Genetic analysis of a family with congenital heart defects caused by chromosome 8p23.1 deletion
10.3760/cma.j.issn.1003-9406.2020.01.012
- VernacularTitle: 一个染色体8p23.1缺失所致先天性心脏病家系的遗传学分析
- Author:
Qing FENG
1
;
Jiansheng XIE
;
Yang LIU
;
Qian GENG
;
Weiqing WU
Author Information
1. Shenzhen Maternal and Child Health Care Hospital Affiliated to Southern Medical University, Shenzhen, Guangdong 518017, China
- Publication Type:Clinical Trail
- Keywords:
8p23.1 deletion;
GATA4 gene;
Left ventricular noncompaction;
Ventricular septal defect
- From:
Chinese Journal of Medical Genetics
2020;37(1):44-47
- CountryChina
- Language:Chinese
-
Abstract:
Objective:To explore the genetic basis for a family affected with congenital heart defects.

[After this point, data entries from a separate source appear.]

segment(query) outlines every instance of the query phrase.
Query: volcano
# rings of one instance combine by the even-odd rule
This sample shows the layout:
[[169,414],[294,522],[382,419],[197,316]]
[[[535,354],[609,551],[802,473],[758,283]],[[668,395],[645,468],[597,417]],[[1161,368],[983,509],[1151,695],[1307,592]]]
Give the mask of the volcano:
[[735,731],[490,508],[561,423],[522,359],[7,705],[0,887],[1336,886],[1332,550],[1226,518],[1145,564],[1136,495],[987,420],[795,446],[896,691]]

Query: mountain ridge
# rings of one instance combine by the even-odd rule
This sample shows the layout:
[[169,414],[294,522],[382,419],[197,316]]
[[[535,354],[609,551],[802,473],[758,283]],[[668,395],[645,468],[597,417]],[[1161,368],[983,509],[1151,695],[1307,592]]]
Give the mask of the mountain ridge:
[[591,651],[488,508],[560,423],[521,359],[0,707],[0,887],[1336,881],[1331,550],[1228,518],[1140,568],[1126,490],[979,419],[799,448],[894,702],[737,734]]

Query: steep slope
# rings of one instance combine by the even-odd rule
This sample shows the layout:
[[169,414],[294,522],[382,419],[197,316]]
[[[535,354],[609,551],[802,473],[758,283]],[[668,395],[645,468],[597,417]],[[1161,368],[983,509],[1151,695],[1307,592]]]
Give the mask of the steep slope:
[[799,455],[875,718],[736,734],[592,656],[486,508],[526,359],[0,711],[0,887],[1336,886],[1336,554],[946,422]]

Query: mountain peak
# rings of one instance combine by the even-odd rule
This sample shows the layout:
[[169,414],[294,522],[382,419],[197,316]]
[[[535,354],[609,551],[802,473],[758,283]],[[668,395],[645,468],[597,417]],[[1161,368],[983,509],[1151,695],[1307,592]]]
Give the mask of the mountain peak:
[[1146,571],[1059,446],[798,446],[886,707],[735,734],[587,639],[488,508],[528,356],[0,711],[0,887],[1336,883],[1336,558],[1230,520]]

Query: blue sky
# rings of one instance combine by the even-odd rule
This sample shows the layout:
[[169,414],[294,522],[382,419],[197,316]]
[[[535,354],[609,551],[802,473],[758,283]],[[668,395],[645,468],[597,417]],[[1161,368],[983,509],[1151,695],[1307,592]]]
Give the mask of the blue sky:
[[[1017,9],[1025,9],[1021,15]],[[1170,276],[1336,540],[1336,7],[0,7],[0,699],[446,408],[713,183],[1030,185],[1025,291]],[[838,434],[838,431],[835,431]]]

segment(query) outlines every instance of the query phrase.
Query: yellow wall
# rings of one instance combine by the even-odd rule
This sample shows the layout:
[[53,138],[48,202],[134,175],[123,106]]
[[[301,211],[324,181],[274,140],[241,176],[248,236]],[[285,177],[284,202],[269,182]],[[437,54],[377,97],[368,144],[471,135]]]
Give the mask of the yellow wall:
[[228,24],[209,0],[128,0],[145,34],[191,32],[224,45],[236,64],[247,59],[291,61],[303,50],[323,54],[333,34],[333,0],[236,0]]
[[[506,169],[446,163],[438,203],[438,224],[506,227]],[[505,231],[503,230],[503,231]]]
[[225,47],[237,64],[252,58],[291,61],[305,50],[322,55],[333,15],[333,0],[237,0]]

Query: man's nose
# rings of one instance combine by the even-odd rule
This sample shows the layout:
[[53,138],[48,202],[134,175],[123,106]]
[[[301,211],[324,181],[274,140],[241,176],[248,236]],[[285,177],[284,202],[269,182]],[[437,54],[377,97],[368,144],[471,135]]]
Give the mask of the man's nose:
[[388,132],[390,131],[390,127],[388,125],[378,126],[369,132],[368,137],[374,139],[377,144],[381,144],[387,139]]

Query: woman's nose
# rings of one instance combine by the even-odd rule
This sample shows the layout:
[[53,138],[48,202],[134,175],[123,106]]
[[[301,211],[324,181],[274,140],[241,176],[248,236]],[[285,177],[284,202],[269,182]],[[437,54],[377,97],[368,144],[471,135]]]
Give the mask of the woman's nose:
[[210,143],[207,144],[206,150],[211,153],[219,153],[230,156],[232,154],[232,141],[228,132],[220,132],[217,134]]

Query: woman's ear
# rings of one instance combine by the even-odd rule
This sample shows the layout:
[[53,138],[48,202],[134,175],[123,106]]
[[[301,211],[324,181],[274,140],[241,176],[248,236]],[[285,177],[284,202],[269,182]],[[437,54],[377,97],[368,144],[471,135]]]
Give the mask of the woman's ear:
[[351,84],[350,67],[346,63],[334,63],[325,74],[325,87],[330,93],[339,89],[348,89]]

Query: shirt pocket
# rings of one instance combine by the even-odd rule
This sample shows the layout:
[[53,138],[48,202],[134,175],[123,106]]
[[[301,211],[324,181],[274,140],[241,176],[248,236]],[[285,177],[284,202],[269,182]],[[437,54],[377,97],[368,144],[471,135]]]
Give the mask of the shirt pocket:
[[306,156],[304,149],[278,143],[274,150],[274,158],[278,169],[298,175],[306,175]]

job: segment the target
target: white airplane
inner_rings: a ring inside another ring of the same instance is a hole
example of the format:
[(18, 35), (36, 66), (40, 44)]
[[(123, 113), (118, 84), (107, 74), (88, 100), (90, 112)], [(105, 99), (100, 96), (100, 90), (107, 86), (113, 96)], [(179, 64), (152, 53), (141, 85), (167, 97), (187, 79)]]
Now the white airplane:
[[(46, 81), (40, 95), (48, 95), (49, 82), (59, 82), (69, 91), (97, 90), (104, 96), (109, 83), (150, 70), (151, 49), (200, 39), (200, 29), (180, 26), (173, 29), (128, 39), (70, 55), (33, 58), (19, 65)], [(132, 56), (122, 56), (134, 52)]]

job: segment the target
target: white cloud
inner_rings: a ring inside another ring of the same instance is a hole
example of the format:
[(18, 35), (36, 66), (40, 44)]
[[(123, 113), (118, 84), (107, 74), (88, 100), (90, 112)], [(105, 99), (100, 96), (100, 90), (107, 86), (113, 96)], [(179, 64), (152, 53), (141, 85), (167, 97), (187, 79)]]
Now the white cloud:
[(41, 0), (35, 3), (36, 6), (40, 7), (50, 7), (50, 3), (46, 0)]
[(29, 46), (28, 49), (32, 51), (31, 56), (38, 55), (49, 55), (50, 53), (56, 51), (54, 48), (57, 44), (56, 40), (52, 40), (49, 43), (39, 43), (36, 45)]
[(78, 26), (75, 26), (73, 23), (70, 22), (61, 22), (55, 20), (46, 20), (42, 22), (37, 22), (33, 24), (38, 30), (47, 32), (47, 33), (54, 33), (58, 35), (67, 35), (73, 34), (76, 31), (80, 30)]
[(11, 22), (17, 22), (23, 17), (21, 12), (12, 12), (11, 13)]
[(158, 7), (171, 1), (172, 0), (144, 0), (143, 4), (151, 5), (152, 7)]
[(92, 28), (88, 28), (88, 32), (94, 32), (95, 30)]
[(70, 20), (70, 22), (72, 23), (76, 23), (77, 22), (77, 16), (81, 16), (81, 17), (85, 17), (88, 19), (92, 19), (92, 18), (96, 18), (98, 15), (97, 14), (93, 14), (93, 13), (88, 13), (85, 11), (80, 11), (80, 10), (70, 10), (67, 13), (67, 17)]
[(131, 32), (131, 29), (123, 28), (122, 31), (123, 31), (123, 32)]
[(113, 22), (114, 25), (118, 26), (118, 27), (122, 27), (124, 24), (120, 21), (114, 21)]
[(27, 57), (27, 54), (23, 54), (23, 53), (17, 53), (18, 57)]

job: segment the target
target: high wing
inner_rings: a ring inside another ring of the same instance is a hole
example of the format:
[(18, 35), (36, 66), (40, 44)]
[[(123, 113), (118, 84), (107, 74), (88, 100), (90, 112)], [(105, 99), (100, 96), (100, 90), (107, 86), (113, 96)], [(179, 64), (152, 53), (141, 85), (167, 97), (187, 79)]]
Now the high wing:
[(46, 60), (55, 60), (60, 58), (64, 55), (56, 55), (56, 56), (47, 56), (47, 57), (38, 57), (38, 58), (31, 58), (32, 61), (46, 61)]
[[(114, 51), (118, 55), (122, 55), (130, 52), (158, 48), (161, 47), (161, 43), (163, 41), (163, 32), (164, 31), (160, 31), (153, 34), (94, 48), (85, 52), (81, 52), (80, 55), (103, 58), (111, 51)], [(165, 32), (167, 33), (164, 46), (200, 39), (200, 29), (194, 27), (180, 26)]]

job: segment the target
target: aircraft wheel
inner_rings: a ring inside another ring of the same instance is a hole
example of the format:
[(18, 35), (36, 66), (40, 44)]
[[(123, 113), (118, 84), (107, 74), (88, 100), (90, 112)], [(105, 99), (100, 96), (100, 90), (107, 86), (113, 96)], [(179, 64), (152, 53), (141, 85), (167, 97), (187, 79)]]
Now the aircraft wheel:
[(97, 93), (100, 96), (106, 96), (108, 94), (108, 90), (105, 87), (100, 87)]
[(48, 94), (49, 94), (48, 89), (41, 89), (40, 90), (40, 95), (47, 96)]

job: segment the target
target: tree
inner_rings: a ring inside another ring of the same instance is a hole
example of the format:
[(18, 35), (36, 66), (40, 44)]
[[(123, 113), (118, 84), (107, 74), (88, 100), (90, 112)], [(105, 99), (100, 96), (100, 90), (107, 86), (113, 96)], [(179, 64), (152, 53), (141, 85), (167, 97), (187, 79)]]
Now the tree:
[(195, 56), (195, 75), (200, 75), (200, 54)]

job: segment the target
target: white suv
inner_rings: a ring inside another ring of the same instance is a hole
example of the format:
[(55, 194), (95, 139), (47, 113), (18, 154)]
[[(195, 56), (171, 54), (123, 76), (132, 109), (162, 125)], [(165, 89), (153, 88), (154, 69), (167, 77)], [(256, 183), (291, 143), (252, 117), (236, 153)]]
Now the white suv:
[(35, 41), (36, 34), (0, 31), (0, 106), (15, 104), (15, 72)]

Methods:G-banding karyotyping, chromosomal microarray analysis (CMA) and multiplex ligation-dependent probe amplification (MLPA) were carried out to detect copy number variants in a patient with left ventricular noncompaction (LVNC) and his fetus.
Results:G-banding karyotyping showed the patient was 45, XY, rob(15; 21)(q10; q10)[36]/46, XY[64], while the fetus had an normal karyotype. CMA revealed that both had arr[hg19]8p23.1(11 232 919-11 935 465)×1. MLPA showed both had deletion of all exons of the GATA4 gene.
Conclusion:The LVNC of the patient and the ventricular septal defect(VSD) of his fetus may result from the same 8p23.1 deletion, for which GATA4 is probably the key gene.